The formation energy, i.e., the energy required to create a defect, is given by

$$E_f = E_D - E_{{\mathrm{pristine}}} - \mathop {\sum}\limits_i {n_i\mu _i}$$

where \(E_D\) is the total energy of the defect structure, \(E_{{\mathrm{pristine}}}\) is the total energy of the pristine MoS2 or WS2, \(n_i\) is the number of an element (Mo, W, S, or Se) transferred from the defect structure to the chemical reservoirs, and \(\mu _i\) is the chemical potential of the element.

The interaction energy for a defect complex respective to the defect components is defined as

$$E_{{\mathrm{int}}} = E_f\left( D \right) - \mathop {\sum}\limits_i {E_f^i}$$

Where \(E_f(D)\) is the formation energy of the double-site or triple-site defect complex and \(E_f^i\) is the formation energy of the single-site defect components. Negative (positive) interaction energy indicates the tendency for the individual defects to attract (repel) each other.
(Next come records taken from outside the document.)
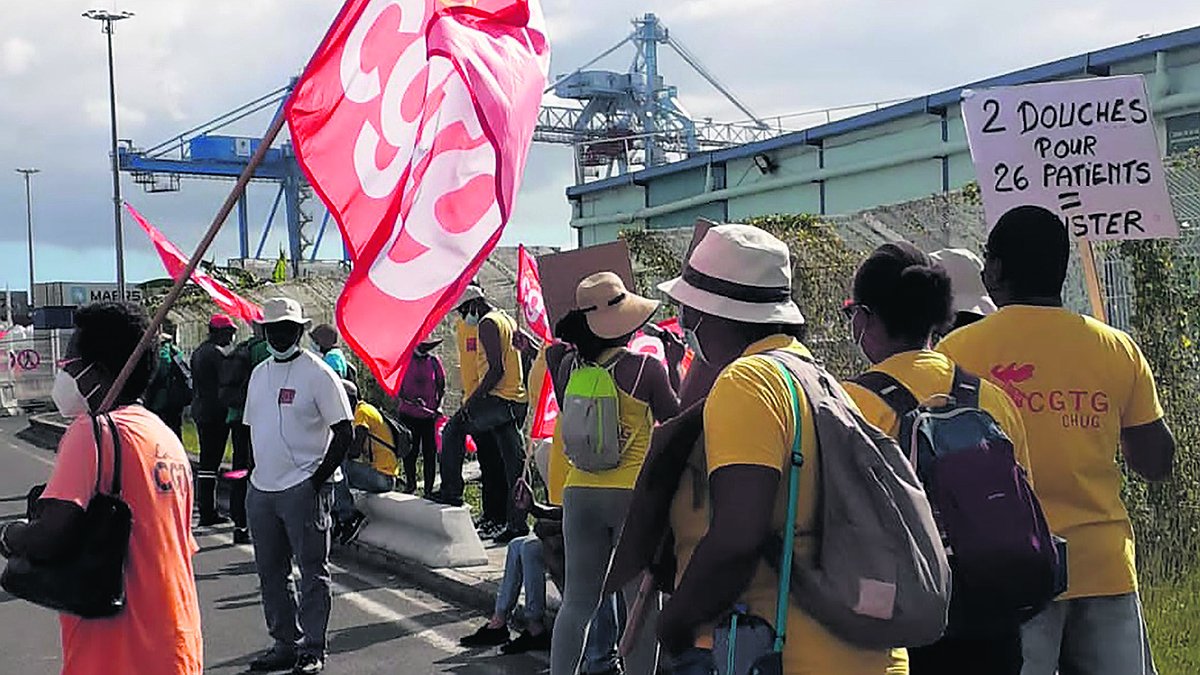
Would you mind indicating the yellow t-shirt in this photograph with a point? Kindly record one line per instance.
(927, 375)
(753, 394)
(381, 441)
(636, 423)
(511, 386)
(467, 340)
(1077, 383)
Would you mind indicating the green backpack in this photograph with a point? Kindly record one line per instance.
(591, 418)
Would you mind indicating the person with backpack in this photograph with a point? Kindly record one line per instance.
(1083, 389)
(611, 400)
(493, 412)
(900, 299)
(235, 374)
(210, 413)
(419, 405)
(171, 387)
(371, 465)
(760, 454)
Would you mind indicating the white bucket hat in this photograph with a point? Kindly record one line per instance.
(741, 273)
(964, 268)
(279, 310)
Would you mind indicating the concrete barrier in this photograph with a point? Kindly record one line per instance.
(419, 530)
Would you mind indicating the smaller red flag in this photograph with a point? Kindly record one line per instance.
(175, 262)
(546, 413)
(529, 296)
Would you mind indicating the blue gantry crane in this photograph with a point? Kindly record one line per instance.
(623, 121)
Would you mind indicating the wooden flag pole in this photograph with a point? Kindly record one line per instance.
(239, 189)
(1092, 280)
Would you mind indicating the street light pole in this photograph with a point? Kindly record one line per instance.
(107, 19)
(29, 227)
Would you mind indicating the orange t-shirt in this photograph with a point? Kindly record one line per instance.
(159, 632)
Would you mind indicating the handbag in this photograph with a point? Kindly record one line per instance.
(90, 580)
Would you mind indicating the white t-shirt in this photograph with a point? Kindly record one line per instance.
(289, 408)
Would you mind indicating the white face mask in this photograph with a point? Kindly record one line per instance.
(286, 353)
(67, 398)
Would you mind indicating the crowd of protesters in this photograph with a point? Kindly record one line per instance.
(669, 502)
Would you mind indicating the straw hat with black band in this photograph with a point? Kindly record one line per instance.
(739, 273)
(612, 310)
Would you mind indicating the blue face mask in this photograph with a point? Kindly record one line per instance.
(693, 341)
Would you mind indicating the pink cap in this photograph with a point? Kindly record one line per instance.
(221, 321)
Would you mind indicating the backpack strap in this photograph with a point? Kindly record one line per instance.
(965, 388)
(894, 394)
(793, 489)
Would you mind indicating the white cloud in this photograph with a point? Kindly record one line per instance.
(17, 54)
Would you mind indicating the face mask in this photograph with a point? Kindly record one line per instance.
(693, 341)
(67, 398)
(285, 354)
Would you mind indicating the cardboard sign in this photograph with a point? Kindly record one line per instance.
(561, 273)
(1085, 149)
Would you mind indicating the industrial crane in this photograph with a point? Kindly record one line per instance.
(623, 121)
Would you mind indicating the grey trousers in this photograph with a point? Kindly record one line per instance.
(293, 524)
(592, 521)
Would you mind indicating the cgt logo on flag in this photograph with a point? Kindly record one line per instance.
(529, 297)
(413, 123)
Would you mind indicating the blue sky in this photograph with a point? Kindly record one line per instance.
(181, 63)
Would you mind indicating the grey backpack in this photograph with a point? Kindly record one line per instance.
(880, 578)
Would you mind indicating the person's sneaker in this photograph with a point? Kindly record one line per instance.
(438, 497)
(527, 641)
(486, 638)
(276, 658)
(209, 520)
(507, 536)
(352, 527)
(309, 664)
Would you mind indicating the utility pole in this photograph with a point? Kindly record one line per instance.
(107, 19)
(29, 228)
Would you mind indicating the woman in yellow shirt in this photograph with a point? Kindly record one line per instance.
(900, 299)
(736, 297)
(595, 503)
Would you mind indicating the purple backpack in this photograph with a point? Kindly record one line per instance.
(1003, 560)
(420, 393)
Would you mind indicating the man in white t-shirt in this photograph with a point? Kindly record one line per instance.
(299, 419)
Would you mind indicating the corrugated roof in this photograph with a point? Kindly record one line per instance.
(1092, 63)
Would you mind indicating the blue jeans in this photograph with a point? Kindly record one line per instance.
(360, 477)
(523, 566)
(1104, 635)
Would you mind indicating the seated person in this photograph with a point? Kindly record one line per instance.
(370, 466)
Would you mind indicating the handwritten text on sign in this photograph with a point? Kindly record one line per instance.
(1085, 149)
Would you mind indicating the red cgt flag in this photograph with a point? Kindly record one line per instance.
(529, 296)
(175, 262)
(413, 123)
(546, 413)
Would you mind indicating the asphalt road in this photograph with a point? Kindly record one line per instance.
(378, 623)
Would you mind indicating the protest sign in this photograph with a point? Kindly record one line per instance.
(561, 273)
(1085, 149)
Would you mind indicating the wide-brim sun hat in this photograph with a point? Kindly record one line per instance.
(280, 310)
(739, 273)
(965, 268)
(612, 310)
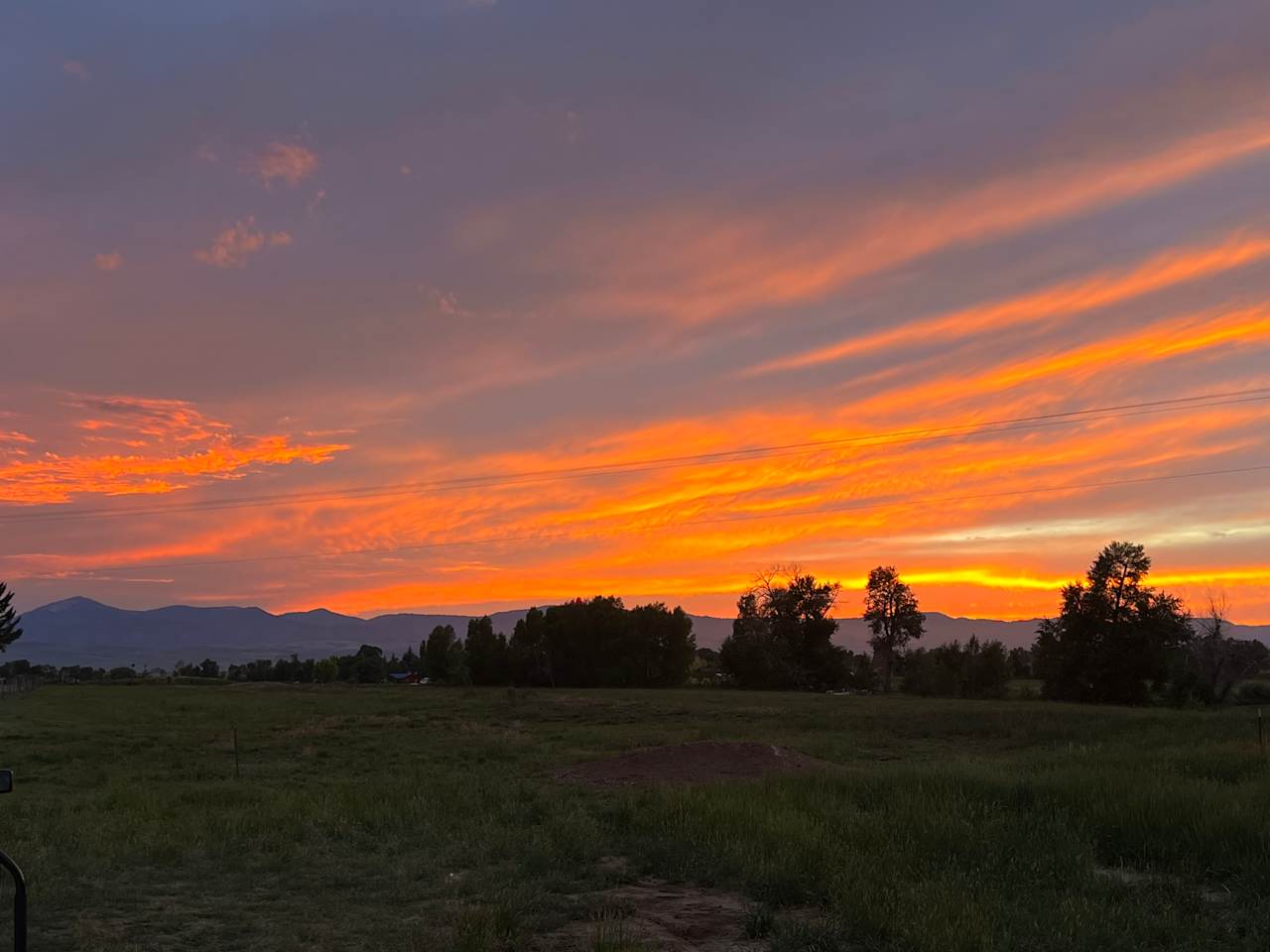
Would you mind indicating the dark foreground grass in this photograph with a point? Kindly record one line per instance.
(425, 819)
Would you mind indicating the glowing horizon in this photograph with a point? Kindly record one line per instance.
(258, 281)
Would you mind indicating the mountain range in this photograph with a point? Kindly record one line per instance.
(82, 631)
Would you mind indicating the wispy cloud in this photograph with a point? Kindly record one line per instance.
(282, 162)
(698, 263)
(1161, 272)
(108, 261)
(235, 244)
(180, 447)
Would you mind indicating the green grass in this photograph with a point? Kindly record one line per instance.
(427, 819)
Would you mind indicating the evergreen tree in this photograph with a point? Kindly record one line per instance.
(10, 630)
(890, 610)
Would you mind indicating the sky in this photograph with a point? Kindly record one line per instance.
(475, 304)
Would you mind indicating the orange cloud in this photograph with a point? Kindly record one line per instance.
(287, 162)
(234, 245)
(1165, 271)
(185, 448)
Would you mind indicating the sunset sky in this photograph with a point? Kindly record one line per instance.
(476, 304)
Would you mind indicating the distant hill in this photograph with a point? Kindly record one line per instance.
(82, 631)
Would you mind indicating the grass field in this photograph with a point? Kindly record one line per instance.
(429, 819)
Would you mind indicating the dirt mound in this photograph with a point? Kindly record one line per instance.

To parameterize the electronic properties of defects, we inspect the positions of the highest occupied states, the lowest unoccupied states, and the separation of these two levels of defects structures. For the sake of representation, we adopt the terminologies of the highest occupied molecule orbital (HOMO), the lowest unoccupied molecule orbital (LUMO), and the band gap for these electronic properties. This is reasonable, considering that the defects in TMDCs are highly localized and molecule-like. Practically, we would like to evaluate the positions of defect levels with respect to the valence band maximum (VBM). However, due to the finite cell effect, the calculated valence band edge is generally highly disturbed by defects and hardly identified. Moreover, the whole Kohn–Sham energy spectrum shifts due to the introduction of defects. For these reasons, we chose the deepest Kohn–Sham orbital as a reference considering that it is less affected by defects. Accordingly, the HOMO of the defects with respect to the pristine VBM are normalized according to

$$E_{{\mathrm{HOMO}}} = E_{{\mathrm{HOMO}}}^D - E_1^D - \left( {E_{{\mathrm{VBM}}}^{{\mathrm{pristine}}} - E_1^{{\mathrm{pristine}}}} \right)$$

Where \(E_{{\mathrm{HOMO}}}^D\) is the energy of the highest occupied Kohn–Sham state of a defect at the \({\Gamma}\) point, \(E_{{\mathrm{VBM}}}^{{\mathrm{pristine}}}\) is the energy of the valence band maximum of pristine MoS2 or WS2, \(E_1^D\) and \(E_1^{{\mathrm{pristine}}}\) are the energy of the first Kohn–Sham orbital of the calculated defect and pristine MoS2 or WS2 structures. Since the defect states are localized—the defect bands are flat in the wave vector space. Thus, the variations in energy in the k-space are small, and we extracted all the energies at the \({\Gamma}\) point. The regularized LUMO energy is defined similarly as

$$E_{{\mathrm{LUMO}}} = E_{{\mathrm{LUMO}}}^D - E_1^D - \left( {E_{{\mathrm{VBM}}}^{{\mathrm{pristine}}} - E_1^{{\mathrm{pristine}}}} \right)$$

There is a well-known underestimation of the band gap at the level of PBE functionals. To well reproduce the experimental band gap, more advanced hybrid functional or many-body interaction including methods should be employed. However, such methods are computationally much more expensive and impractical for high throughput calculations. Since we are focusing on the general trends of formation energy, HOMO, and LUMO for a wide range of defect structures, the main conclusions based on PBE functionals should be transferable to the results of other methods.